I agree with both @dkayiwa and @mogoodrich, I think what we’re doing with this migration is what we have always envisioned, may be we’re just not executing it properly. It’s good for new features to start out in modules with the long term goal being to eventually move them into core, this allows the feature to evolve and mature at a much faster rate that is independent of that of core. Once it’s mature we move it into core in way that allows implementations that are already using it to seamlessly upgrade to the version of core where it has been introduced. Where I think we went wrong with this migration was trying to do the modifications and migration at the same time, we should have first implemented the modifications in the module, release a new version and them move it into core which would pretty much be copying and pasting.
@wyclif yes but at the same time I would like to play devils advocate and radically say need to re-think what is core to openmrs as an EMR.
INMHO I think its only patients, encounters/visits, and observations… Thinking hard about global properties but I can leave them in there. Locations/providers probably …

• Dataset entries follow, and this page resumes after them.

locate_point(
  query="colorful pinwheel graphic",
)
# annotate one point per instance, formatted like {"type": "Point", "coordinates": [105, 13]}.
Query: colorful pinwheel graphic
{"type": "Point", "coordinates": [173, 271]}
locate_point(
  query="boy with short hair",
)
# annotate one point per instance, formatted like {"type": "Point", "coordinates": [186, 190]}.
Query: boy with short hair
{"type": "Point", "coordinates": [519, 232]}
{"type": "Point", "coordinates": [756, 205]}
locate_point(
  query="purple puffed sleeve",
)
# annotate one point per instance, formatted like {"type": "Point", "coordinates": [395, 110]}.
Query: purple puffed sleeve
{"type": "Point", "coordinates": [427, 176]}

Everything else including user management, security, access control, routing, module support etc are actually add-on modules, some may be required, but surely this means that the core should not change that much probably be stable for an annual release.

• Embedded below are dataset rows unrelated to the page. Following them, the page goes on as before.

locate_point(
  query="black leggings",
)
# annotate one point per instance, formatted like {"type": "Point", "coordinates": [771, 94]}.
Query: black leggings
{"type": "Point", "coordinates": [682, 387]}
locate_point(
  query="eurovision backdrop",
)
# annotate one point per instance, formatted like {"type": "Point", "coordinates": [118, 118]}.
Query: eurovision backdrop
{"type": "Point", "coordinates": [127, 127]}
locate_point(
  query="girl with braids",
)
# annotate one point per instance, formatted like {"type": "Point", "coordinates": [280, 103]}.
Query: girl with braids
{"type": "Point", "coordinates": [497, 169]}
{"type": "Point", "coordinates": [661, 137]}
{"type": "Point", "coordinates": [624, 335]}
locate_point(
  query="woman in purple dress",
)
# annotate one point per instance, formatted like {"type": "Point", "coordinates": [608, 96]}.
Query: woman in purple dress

The core modules are what can evolve more rapidly, also allow trying out new things etc. Replacing security models, RBAC etc.

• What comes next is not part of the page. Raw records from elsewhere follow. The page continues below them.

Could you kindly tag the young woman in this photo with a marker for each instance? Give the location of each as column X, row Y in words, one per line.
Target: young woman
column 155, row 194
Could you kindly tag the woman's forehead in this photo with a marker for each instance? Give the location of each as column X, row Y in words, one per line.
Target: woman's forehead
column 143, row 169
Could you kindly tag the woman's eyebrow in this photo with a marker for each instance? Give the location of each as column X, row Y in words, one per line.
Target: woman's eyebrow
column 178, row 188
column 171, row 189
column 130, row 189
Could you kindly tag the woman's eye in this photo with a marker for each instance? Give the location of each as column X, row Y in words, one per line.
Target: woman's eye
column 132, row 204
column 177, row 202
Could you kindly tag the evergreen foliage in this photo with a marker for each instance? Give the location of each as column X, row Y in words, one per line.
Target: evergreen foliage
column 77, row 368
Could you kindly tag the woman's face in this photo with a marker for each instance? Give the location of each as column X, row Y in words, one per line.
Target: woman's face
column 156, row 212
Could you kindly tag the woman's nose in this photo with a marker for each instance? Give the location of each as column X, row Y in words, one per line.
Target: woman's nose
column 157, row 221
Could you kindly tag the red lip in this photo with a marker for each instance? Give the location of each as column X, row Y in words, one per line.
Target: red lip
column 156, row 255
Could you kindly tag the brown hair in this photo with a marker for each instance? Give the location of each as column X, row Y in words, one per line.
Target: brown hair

I guess what am saying is that when a feature is mature enough to the extent where we rarely make changes it to it, it should always be moved to core as long as it’s widely adopted by several implementations. On the other hand, if a feature is widely deemed as optional and used by few implementations I agree that it can always stay in a module.
@dkayiwa @mogoodrich The infrastructure is slowly moving to cloud. We also need a proper road map to design cloud-specific architecture to ensure high availability and reliable system to support the future needs of hospital management systems. I think we reached certain level of architecture decay in our core module. We could convert service-based architecture for core openMRS then slowly moving to microservice based architecture. It will make sure that old implementation has flexibility to upgrade the the platform and help to move forward the futuristic platform.
@dkayiwa Thanks for the invite and happy to join the meeting.
Thanks @prapakaran for joining today’s TAC and pushing on the important evolution toward a cloud-friendly, service-based platform. Can you provide some additional detail to your ideas of how you think we could move forward? Are there specific domains that you have in mind?
Two key activities I have been tracking that could provide some near term steps toward this goal:
Our reporting & analytics vision includes having a dockerized data warehouse that runs in parallel with OpenMRS and could serve as our first “service” to step toward a service-based architecture. Especially, because my expectation is not a one-way export of data from OpenMRS to a data warehouse, but a bi-directional relationship where data don’t just flow from OpenMRS to the data warehouse, but analytics derived in the data warehouse are available for use in OpenMRS (e.g., allowing a provider in OpenMRS to choose from a list of patient at risk for being lost to follow-up, where the risk is determined by calculations in the data warehouse).
Our goal to come up with a standard/best practice approach to deploying OpenMRS using Docker. @mseaton has brought this up on prior TAC calls. This would not only promote best practices of containerization, but could greatly simplify deployments including cloud-based deployments.
If I could double-like this post I would. This makes so much sense. @prapakaran glad you could join today - we’re certainly interested to hear your further thoughts.